HOLLYWOOD DISABILITIES FORUM KILLS!
HOLLYWOOD DISABILITIES FORUM PICS. PIC #1: DARYL "CHILL" MITCHELL ("BROTHERS"), AR, RJ MITTE ("BREAKING BAD"). PIC #2: from left to right: DAVID MILCH ("DEADWOOD"), JANIS HIRSCH ("BROTHERS"), OLIVIA RAYNOR (UCLA), CHILL MITCHELL, LINDA BOVE ("SESAME STREET"), ROBERT DAVID HALL ("CSI"), AR, VINCE GILLIGAN ("BREAKING BAD"), MARGARET NAGLE ("WARM SPRINGS"), RJ MITTE, PETER FARRELLY ("SOMETHING ABOUT MARY").
I borrowed the following copy about last Saturday's event at UCLA from my friend, Jason Boog, editor of the hip publishing blog, GalleyCat (http://www.mediabistro.com/galleycat). It's a deft summary.
Saturday, Oct. 24, celebrities, screenwriters, actors, and writers mounted the first-ever Hollywood Disabilities Forum--an event for entertainment industry professionals to "explore opportunities and challenges of people with disabilities in entertainment." Comedy writers (and actors) Ricky Gervais and Stephen Merchant contributed that mildly controversial video(NOTE: SOON TO BE SEEN HERE) to support the cause.
The all-day event was held at UCLA's Melnitz Hall. GalleyCat caught up with Allen Rucker--the Writers with Disabilities chair for the Writers Guild of America, West and a critically-acclaimed author--to find out more about the event.
He explained: "The event was packed. Two morning workshops for aspiring actors and writers with disabilities had to turn people away. The afternoon keynote by 'Something About Mary' director Peter Farrelly was an hysterical primer on how things get done in Hollywood. After that, the panel of Farrelly, David Milch ("Deadwood" creator), Vince Gilligan ("Breaking Bad" creator), Daryl Mitchell (star of the new Fox series, "Brothers,"--the first sitcom ever to star in a man using a wheelchair), and others."

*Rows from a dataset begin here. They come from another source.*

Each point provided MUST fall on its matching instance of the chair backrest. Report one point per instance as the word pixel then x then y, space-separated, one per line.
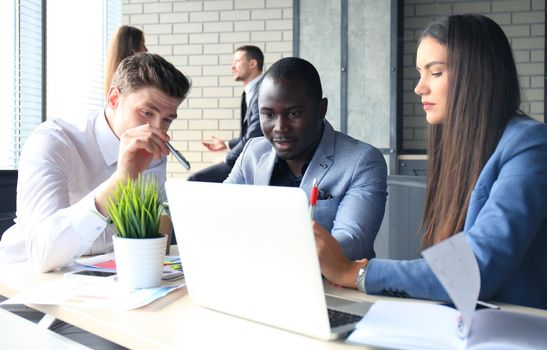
pixel 8 193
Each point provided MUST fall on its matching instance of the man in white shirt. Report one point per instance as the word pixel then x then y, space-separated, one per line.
pixel 247 67
pixel 69 167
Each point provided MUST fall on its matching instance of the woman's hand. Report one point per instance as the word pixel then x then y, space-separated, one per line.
pixel 334 265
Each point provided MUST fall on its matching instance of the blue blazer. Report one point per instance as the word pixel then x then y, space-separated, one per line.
pixel 351 178
pixel 506 225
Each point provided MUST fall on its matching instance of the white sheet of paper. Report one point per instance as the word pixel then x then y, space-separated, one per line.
pixel 454 264
pixel 408 325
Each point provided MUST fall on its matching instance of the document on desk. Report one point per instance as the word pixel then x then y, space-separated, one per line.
pixel 92 293
pixel 172 268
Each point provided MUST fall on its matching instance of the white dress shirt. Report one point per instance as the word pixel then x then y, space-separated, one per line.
pixel 62 164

Rucker concluded by laying out the day's most controversial writing topic: "They discussed the creative inclusion of characters with disabilities into their work and argued, sometimes vehemently, over the issue of whether only actors with disabilities have the right to play characters with disabilities."